Sébastien Gendron est passé maître de l’humour noir, nous offrant une transfiction détonante et sans concession sur les dérives de notre monde occidental. Fin de siècle est construit et se lit comme un scénario, avec pour accroche de chapitre un lieu, ses coordonnées satellites et son niveau au-dessus de la mer. La mer, point d’ancrage du roman, de naufrage plutôt, avec les principaux protagonistes que sont les mégalodons, requins préhistoriques gigantissimes revenus de l’oubli, tels des Godzilla venant rétablir l’ordre naturel d’un monde sali par l’humain. Les scènes de carnage s’enchaînent dans le roman de façons radicales et impromptues, comme un message définitif à l’Humanité qui n’a plus le droit à une seconde chance. Seule la Méditerranée est protégée par des herses démesurées, zone des ultra riches retranchés dans leurs vies à la dérive. Ce confinement volontaire et confortable ne durera pas… La scène d’entrée du roman est la plus éprouvante pour le lecteur, un tueur en série pervers et méthodique nous invitant dans sa scène de boucherie. Sa victime, Perdita Baron, sera le premier maillon sacrifié d’un effondrement plus global, symbolisé dans le récit par des personnages aussi dérangés qu’investis de missions perdues d’avance, tous pris au piège de leur condition. Un artiste paranoïaque volant des œuvres et les abîmant pour mieux les revendre – la scène du vol des tulipes de Koons fait écho à l’absurdité du marché de l’art contemporain, comme la hache plantée dans un Soulages - ; un trio de flics bavards, homosexuels refoulés, porté par un agent du FBI sorti d’une série US et d’un policier voulant devenir écrivain ; un spécialiste des poissons mutants qui a vu la fin avant tout le monde, résigné et lucide ; une bande de phalangistes fanatiques transférant les os du Caudillo clandestinement ; un aventurier désespéré de l’espace voulant battre le record de Baumgartner dans la mésosphère ; des personnages publics qui servent d’apéritif aux mégalodons… une sauce apocalyptique farcie d’humour cinglant, extrêmement visuelle et addictive.

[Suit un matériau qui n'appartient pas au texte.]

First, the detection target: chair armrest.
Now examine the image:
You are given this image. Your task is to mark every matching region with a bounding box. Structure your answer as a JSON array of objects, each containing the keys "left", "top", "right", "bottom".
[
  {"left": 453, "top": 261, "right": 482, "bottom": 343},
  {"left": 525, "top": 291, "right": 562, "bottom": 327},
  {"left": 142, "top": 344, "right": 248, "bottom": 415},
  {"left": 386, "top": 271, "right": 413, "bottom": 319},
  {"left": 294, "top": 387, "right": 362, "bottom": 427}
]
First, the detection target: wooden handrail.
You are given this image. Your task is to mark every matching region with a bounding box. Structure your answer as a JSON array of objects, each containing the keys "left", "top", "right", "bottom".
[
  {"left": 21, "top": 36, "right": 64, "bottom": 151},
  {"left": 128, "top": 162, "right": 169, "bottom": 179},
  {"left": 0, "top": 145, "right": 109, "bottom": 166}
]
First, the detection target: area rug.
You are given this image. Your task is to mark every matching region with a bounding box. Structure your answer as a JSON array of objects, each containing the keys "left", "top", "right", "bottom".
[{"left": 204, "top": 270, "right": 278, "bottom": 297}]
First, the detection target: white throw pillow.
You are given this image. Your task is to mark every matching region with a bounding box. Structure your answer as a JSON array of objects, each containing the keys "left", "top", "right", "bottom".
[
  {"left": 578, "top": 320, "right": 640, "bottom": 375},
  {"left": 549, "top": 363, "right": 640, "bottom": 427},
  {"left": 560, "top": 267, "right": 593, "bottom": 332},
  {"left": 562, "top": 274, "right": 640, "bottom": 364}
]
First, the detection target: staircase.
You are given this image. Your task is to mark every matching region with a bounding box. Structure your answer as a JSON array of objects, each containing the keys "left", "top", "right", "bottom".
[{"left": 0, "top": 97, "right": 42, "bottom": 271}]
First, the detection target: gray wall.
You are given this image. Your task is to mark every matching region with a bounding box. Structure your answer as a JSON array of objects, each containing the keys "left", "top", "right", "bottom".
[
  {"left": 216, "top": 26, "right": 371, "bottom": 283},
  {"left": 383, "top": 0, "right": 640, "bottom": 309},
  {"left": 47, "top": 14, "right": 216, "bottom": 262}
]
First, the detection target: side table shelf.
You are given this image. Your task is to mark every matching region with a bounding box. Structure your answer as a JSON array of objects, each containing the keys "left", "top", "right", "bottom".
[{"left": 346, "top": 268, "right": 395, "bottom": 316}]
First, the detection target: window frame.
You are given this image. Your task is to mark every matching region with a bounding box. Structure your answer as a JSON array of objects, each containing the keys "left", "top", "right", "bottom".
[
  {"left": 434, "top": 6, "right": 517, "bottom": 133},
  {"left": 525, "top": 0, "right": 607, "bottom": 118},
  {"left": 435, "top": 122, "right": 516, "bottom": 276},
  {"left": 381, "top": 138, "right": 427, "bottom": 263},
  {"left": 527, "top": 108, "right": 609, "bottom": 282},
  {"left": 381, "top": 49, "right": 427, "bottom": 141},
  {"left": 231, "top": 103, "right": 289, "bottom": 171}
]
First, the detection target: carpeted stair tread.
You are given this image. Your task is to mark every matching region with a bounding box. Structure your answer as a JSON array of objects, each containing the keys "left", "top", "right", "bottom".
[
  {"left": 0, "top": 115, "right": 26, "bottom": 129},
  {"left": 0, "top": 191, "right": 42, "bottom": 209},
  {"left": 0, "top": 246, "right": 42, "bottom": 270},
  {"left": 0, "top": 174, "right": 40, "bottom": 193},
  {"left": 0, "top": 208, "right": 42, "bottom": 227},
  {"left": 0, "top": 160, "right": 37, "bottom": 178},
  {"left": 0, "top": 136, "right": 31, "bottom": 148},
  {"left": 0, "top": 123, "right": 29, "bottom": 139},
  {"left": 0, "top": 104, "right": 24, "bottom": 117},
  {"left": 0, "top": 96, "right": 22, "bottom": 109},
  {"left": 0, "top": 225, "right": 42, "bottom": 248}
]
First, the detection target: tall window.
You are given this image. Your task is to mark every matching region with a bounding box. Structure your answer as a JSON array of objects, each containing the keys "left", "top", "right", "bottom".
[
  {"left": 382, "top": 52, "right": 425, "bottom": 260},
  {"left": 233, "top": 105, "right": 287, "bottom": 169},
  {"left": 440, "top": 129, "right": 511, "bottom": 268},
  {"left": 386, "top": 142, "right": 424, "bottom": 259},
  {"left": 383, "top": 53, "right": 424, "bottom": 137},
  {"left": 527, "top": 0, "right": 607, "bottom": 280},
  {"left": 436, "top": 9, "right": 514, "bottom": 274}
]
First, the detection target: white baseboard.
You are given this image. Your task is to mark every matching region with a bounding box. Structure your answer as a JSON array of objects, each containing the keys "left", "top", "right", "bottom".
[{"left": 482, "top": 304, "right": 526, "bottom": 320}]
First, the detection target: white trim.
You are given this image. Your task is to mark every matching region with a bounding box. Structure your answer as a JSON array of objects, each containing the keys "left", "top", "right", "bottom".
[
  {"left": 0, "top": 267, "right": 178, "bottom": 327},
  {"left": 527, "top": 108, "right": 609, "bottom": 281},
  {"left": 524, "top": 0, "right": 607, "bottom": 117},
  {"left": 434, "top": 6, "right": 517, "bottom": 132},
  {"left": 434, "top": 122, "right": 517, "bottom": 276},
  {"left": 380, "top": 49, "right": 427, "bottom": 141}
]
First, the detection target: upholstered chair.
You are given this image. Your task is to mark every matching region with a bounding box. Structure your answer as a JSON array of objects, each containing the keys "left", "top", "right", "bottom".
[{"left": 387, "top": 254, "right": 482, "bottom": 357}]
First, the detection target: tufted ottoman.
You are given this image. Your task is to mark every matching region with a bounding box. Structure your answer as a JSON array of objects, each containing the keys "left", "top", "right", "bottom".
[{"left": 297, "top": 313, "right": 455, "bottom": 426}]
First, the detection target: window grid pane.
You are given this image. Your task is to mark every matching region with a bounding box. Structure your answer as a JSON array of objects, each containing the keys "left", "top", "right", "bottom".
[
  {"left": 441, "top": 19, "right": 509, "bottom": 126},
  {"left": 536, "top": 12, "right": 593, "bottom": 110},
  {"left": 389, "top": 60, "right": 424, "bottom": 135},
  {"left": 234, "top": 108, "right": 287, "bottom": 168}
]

"Le réel bousculé bifurque, la nature se met à muter, sans prévenir, aussi violente que celle des ultra-riches ou que des pervers."
Ce conte méchant, barré et ironiquement tendre, a cette vertu d’être prophétique, surtout en ces temps de pandémie et de fragilisation de nos systèmes naturophages. La vanité, l’égocentrisme, l’individualisme, les dérives du capitalisme – les herses vendues à un fonds de pension avec toutes les conséquences imaginables du carnage -, le chaos globalisé, l’aveuglement des puissants et l’interdépendance des inepties de chacun… beaucoup de thèmes forts mis en scène de façon presque clownesque, Sébastien Gendron cultivant la fascination et le voyeurisme chez chaque lecteur. Un rapport ambivalent nous lie au texte, le lecteur bousculé attendant le prochain massacre à chaque chapitre. Les requins font parfaitement leur office, mais l’humain ne donne pas sa part aux squales…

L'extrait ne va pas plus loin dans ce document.